Joe Duckworth

Personal information
- Full name: Joseph Cullen Duckworth
- Date of birth: 29 April 1898
- Place of birth: Blackburn, England
- Date of death: 1965 (aged 66–67)
- Height: 5 ft 10 in (1.78 m)
- Position(s): Goalkeeper

Senior career*
- Years: Team / Apps / (Gls)
- 19??–1915: Accrington Stanley
- 1915–1921: Blackburn Rovers / 5 / (0)
- 1921–1924: Aberdare Athletic / 84 / (0)
- 1924–1930: Reading / 202 / (0)
- 1930–1932: Brighton & Hove Albion / 37 / (0)
- 1932–193?: York City / 7 / (0)

= Joe Duckworth (footballer) =

English footballer

Joseph Cullen Duckworth (29 April 1898 – 1965) was an English footballer who made more than 300 Football League appearances playing as a goalkeeper.

==Life and career==
Duckworth was born in Blackburn, Lancashire, in 1898. He played football for Lancashire Combination club Accrington Stanley before signing amateur forms with Blackburn Rovers. He made his Football League debut in the first season after the First World War for Blackburn Rovers, and played five First Division matches for Rovers before joining Aberdare Athletic in July 1921 ahead of their first season in the Football League. He made 84 league appearances over three years in the Third Division South.

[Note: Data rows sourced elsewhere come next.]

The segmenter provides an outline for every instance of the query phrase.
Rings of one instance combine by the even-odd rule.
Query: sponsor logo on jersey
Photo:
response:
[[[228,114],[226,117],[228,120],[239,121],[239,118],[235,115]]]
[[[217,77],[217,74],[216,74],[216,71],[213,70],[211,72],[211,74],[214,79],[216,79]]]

He joined Reading in 1924, and missed only one league match in his first four years with the club; he was ever-present in the 1925–26 Football League season as Reading won the Third Division South title. His winner's medal was found in 1991 at a car boot sale in Manchester. He also played in Reading's run to the 1926–27 FA Cup semi-final against eventual winners Cardiff City, and a Cup win against league leaders Sheffield Wednesday in January 1929, where he was singled out for particular praise.

Given a free transfer in 1930, Duckworth then spent two seasons with Brighton & Hove Albion and one with York City.